A digital analysis of Authorial corrections.
Variants mining of Giacomo Leopardi.

Discover the project

About the project

In the context of the affirmation of Digital Humanities as an independent field and the subsequent application of computational methods to the analysis of literary texts, the project deviates from the widespread approach based on the representation of Authorial variants rather than on the much less practiced study of them.

The research purpose is to start from a critical apparatus of a manuscript to create an automatic system of detection for pre-established categories of Authorial corrections. The work will thus focus on the case studies of Promessi Sposi by Alessandro Manzoni for prose and Giacomo Leopardi’s Canti for poetry.

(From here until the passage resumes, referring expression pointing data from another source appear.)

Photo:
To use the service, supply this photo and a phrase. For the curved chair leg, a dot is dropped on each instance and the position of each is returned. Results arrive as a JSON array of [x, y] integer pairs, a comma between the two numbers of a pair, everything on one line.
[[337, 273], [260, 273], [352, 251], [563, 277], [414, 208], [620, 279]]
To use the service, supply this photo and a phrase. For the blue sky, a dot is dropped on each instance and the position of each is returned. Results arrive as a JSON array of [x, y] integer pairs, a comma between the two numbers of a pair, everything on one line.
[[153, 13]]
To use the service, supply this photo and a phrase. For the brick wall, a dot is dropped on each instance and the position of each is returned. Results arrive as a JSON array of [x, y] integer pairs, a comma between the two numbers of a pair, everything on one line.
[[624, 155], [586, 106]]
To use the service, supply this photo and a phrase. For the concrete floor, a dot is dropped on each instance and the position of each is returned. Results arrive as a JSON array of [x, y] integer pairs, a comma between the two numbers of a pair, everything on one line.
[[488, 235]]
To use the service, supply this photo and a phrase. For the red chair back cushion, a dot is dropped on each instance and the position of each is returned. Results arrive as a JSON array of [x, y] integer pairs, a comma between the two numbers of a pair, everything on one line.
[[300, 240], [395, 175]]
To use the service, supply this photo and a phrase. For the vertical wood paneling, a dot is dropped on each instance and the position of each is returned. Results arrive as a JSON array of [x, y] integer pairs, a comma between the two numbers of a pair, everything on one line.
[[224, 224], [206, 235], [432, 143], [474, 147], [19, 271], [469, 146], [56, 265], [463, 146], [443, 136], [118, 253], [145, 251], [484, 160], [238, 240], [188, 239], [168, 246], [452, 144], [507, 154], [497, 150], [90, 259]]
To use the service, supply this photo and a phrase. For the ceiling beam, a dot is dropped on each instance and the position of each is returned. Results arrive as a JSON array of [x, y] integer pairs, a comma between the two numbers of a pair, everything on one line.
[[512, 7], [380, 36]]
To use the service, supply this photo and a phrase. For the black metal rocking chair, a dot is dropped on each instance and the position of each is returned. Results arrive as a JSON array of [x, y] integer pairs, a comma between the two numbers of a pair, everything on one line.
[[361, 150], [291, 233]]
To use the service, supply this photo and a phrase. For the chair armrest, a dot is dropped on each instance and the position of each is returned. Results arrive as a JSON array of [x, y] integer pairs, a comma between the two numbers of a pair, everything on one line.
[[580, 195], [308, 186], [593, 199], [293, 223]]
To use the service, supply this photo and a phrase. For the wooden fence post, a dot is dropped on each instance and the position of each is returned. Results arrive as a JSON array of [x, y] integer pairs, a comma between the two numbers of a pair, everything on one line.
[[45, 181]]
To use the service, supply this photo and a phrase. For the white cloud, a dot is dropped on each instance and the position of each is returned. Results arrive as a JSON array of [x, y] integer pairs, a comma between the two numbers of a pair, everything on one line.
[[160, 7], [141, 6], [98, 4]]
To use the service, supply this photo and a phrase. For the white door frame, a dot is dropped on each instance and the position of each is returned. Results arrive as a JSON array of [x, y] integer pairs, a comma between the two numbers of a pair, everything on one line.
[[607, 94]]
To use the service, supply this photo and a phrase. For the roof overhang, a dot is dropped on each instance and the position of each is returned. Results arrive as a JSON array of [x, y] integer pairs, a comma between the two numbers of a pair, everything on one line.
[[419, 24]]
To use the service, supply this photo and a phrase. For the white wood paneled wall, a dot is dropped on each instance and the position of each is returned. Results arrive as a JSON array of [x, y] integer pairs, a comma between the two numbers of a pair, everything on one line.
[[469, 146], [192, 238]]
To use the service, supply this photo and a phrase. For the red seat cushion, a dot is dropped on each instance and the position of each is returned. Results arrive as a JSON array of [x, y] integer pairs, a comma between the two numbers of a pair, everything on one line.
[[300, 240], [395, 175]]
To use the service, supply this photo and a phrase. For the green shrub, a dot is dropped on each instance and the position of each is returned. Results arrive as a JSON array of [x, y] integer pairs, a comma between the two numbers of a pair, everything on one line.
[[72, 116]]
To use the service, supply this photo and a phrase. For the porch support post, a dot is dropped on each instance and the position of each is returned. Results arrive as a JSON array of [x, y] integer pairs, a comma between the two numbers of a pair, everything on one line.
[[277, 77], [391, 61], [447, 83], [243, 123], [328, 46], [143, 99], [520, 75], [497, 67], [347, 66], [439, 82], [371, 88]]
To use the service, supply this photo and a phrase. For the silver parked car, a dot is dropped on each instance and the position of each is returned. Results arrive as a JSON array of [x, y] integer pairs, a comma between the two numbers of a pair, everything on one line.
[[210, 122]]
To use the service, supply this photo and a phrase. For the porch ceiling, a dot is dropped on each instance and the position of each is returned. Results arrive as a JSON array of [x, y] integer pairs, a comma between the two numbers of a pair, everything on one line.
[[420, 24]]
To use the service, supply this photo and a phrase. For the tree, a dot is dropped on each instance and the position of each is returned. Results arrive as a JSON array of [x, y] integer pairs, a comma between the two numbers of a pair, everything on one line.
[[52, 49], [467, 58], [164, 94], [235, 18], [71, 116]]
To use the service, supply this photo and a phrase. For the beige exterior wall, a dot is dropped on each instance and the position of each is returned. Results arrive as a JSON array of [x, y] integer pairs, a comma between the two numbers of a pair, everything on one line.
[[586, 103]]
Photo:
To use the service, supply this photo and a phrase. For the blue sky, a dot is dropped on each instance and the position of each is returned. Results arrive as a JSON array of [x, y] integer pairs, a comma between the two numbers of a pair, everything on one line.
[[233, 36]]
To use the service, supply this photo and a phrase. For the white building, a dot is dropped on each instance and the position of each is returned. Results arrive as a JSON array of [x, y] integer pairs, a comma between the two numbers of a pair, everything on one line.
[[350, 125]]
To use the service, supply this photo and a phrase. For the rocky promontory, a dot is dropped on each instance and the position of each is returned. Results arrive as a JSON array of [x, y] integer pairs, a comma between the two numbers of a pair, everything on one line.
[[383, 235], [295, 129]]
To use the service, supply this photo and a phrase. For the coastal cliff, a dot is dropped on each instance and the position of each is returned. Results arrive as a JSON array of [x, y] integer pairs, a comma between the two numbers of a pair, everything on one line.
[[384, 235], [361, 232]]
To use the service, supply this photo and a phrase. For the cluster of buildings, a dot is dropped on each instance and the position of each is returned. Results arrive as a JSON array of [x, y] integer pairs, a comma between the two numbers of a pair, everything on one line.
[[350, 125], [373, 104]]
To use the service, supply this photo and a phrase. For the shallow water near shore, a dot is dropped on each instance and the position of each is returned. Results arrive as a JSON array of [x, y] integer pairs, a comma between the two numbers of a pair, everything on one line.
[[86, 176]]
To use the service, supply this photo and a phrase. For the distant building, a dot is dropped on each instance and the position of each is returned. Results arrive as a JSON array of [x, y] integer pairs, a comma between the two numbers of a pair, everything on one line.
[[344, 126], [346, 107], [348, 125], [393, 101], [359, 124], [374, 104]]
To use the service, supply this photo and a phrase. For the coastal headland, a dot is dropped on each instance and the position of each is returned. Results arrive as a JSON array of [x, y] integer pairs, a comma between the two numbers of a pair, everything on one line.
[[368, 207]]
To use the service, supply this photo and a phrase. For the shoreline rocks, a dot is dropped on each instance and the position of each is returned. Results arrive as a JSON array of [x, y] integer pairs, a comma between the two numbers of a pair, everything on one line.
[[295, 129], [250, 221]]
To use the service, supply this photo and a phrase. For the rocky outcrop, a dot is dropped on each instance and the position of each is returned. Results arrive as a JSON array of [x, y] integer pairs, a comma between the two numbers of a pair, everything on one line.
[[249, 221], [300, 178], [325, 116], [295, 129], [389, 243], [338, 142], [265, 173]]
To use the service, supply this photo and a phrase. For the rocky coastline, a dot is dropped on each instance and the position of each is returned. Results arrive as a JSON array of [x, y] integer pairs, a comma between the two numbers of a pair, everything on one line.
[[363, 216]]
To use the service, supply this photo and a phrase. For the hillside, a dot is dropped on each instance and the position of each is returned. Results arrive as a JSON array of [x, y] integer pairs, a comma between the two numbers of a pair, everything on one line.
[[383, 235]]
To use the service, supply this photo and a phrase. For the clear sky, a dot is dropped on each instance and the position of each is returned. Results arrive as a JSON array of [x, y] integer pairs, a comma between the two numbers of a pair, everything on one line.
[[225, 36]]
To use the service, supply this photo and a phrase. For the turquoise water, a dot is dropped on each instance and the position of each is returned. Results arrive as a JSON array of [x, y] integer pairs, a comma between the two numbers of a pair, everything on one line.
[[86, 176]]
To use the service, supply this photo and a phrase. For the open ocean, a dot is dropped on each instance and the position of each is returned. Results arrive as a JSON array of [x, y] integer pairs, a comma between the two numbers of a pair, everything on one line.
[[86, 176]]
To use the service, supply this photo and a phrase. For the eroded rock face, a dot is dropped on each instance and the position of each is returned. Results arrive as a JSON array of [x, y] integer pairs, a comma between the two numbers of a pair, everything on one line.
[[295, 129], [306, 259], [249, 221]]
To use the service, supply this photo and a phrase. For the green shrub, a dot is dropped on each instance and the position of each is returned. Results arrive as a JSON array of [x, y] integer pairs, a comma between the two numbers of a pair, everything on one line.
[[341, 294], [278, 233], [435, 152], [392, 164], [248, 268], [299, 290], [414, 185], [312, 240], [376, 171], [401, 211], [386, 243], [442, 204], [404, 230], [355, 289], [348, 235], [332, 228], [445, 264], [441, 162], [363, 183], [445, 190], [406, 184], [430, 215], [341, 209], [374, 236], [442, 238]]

As a result, these newer techniques deepen the conventional philological reading, making it possible to gain linguistic and empirical insight into the creative process of an Author directly from the PDF version of the work. Such immediacy of the model will allow to widen the study to other Authors in order to make a complete analysis of the types of Authorial corrections and compare these different conceptions of writing statistically.

How to read the graph


In the graph below, two main categories of correction are represented in order to identify a stratification of the editorial process: “immediate variants” (IC), corrections made at the time of writing, inline and overwritten implicated and “late variants” (LC) corrections made shortly or long after the first draft. Moreover, the taxonomy of the aforementioned classes takes into account corrections characterized by multiple interventions in phases. Finally, insertions (INS) indicate an addition of substantial innovation or a linguistic gap with regards to the former system.
The numbers near the abbreviations define the level of complexity of each category, with 1 implying a single Authorial intervention and 2-8 the total number of sub-variants for the interventions in phases.